Ethernet configuration tools

  • ifconfig : To see running network card information.
  • ifconfig eth0 up|down : To enable|disable network interface
  • service network reload|restart|stop|start : To reload (after changed made in ip config file)|restart|stop|start network interface with all properties.
  • route|netstat –rn : To print routing table
  • ping ip-address : To see if host is alive or dead
  • more /etc/modules.conf : To see your network card configuration alias for eth0 exists or not.
  • lsmod : To list loaded modules (read as drivers), here you need to see that eth0 module is loaded or not, if not loaded then use insmod to insert (load) driver.
  • dhclient : Dynamic Host Configuration Protocol Client, run this if your Ethernet card is not getting ip from DHCP box on startup; this command does by default shows useful information.



To see if service blocked because of access control

  • iptables –n –L : To list all iptable rules; useful to see if firewall blocks service or not.
  • service iptables stop|start : To start|stop iptables
  • more /etc/xinetd.conf
OR
  • more /etc/xinetd.conf/SERVICENAME = To list configuration of xinetd server. Again useful to see if firewall xinetd based security blocks service or not (xinetd includes host-based and time-based access control)
  • more /etc/hosts.allow : To see list of hosts allowed to access service.
  • more /etc/hosts.deny : To see list of hosts NOT allowed to access service.
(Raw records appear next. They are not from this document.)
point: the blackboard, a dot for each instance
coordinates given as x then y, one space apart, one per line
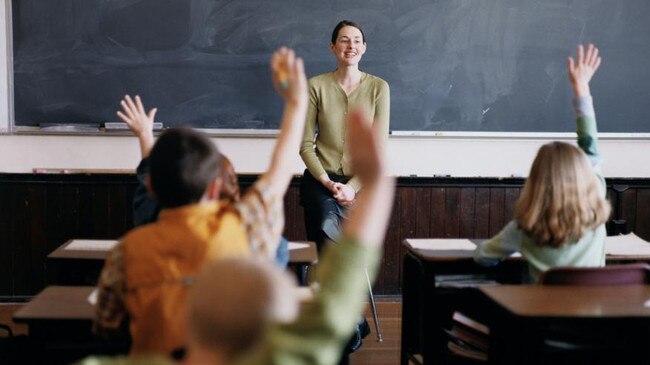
453 65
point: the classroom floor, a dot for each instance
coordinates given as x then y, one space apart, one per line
372 352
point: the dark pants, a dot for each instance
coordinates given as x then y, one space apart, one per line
323 214
323 220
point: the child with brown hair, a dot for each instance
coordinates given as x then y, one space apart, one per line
560 215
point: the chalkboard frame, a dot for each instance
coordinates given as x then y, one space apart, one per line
13 128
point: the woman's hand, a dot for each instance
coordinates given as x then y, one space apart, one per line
345 194
583 69
289 76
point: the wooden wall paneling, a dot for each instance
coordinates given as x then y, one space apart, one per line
406 210
6 243
101 211
452 212
628 208
292 220
300 229
118 208
27 236
497 218
130 193
467 212
642 226
511 196
422 213
389 279
437 226
85 219
481 213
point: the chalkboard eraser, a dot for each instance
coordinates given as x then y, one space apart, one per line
63 127
120 126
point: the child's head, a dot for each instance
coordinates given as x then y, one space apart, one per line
183 164
561 196
230 316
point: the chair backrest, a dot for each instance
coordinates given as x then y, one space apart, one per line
627 274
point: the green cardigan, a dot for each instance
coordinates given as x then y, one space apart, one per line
327 113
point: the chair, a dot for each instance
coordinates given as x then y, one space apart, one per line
582 342
7 329
628 274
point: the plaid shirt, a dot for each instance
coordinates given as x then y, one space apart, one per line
262 215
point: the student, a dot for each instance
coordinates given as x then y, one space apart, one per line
560 215
328 186
148 273
249 321
145 206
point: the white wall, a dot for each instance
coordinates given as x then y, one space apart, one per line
465 155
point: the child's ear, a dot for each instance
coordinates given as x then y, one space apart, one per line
212 193
147 184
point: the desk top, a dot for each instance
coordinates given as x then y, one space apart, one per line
83 249
303 255
58 303
98 249
571 301
617 248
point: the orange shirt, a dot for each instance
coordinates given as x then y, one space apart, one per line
160 260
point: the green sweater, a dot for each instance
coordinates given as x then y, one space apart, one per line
589 250
327 113
323 327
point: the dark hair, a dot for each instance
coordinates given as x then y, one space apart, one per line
346 23
183 163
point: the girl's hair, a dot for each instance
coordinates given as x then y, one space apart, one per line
346 23
561 196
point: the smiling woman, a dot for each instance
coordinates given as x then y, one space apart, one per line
328 187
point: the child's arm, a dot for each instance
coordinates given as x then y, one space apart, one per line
261 207
580 73
497 248
290 82
139 121
145 207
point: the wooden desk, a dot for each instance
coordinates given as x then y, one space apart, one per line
427 308
59 321
525 319
73 266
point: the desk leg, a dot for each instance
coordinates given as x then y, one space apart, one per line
411 307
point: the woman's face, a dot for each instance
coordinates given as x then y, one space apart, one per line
349 46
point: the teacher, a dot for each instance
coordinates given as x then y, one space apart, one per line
327 187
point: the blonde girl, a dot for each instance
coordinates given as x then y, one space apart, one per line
560 215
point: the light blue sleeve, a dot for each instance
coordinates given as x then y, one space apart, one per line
504 244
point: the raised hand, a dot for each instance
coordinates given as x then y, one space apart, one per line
583 69
140 122
289 75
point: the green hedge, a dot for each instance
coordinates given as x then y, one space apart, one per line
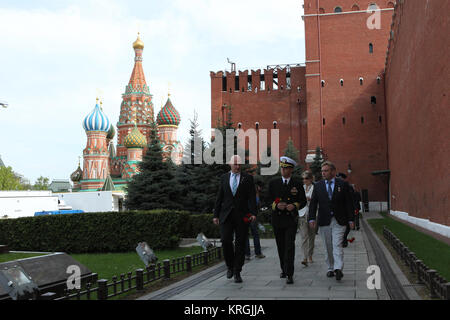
93 232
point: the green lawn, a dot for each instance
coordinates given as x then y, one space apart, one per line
107 265
5 257
434 253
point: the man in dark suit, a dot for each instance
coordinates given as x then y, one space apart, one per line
235 201
335 202
288 197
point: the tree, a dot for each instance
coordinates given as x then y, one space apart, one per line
154 187
9 180
316 165
42 183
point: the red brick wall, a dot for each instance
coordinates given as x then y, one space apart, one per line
417 90
337 47
286 106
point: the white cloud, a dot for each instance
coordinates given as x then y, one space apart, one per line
55 61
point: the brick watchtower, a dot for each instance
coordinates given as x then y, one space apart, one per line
346 43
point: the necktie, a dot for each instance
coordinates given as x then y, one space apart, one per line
234 184
330 192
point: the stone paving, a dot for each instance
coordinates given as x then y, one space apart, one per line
261 279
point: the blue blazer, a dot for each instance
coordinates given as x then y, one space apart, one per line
341 203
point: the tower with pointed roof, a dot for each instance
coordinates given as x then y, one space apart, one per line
107 166
136 100
96 155
168 120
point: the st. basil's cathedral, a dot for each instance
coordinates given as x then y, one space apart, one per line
107 167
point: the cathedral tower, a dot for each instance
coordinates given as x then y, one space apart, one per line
95 155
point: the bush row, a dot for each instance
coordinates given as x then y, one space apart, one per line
104 231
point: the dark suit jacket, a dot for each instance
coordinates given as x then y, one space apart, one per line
341 203
244 201
293 194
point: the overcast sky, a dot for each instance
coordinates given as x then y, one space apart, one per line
57 56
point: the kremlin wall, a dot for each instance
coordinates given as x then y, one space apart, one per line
375 100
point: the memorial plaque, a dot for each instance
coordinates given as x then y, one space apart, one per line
48 272
17 284
204 242
146 253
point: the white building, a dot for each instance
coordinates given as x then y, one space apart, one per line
94 201
18 204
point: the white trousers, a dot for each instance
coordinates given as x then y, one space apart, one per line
332 236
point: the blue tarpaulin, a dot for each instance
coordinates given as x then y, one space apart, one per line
46 213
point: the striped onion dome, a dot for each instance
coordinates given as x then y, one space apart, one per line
111 133
168 115
96 120
135 139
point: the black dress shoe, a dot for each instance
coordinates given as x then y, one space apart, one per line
339 274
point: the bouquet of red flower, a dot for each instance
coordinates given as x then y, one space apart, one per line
247 218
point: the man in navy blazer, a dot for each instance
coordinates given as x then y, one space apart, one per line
235 200
335 202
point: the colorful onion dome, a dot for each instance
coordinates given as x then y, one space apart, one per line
76 175
135 139
111 133
168 115
138 44
96 120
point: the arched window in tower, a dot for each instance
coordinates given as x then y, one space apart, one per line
373 6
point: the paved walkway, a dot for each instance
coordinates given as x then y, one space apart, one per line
261 279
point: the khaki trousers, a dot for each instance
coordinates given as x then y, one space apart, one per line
308 236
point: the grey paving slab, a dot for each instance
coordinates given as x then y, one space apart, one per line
261 279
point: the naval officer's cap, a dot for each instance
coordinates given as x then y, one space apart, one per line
286 162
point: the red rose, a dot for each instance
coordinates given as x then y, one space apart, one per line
247 217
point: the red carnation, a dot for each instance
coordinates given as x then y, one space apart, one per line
247 218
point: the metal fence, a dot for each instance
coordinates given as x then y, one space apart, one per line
438 286
102 289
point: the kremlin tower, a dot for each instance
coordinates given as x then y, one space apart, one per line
105 163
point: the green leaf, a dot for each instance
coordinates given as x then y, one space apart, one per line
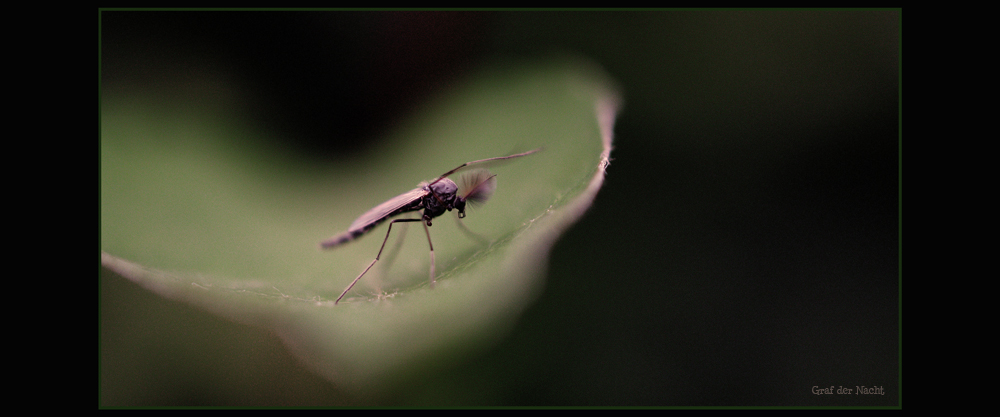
196 207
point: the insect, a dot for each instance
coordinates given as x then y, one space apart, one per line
434 198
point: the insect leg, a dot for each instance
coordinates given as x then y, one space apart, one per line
380 254
428 231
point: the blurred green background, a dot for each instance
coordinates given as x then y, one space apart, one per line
744 249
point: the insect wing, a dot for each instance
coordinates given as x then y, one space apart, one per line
388 208
488 162
478 186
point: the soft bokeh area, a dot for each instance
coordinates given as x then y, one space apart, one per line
744 247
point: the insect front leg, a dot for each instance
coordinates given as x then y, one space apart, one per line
380 255
428 231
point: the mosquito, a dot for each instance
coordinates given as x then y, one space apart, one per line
434 198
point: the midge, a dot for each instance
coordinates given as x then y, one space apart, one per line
434 198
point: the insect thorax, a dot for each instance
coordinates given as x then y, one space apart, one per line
445 191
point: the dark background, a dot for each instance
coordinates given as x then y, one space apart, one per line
744 248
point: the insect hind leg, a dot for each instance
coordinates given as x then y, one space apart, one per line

NOTE first TCP wrappers (hosts.allow|hosts.deny) checked and then xinetd-based access control checked.
  • more /etc/path/to/application.conf : See your application configuration file for access control. For example smb.conf and many other applications/services got own access control list in application. You need to check that as well.
Read man pages of all above command for more details on syntax and usage.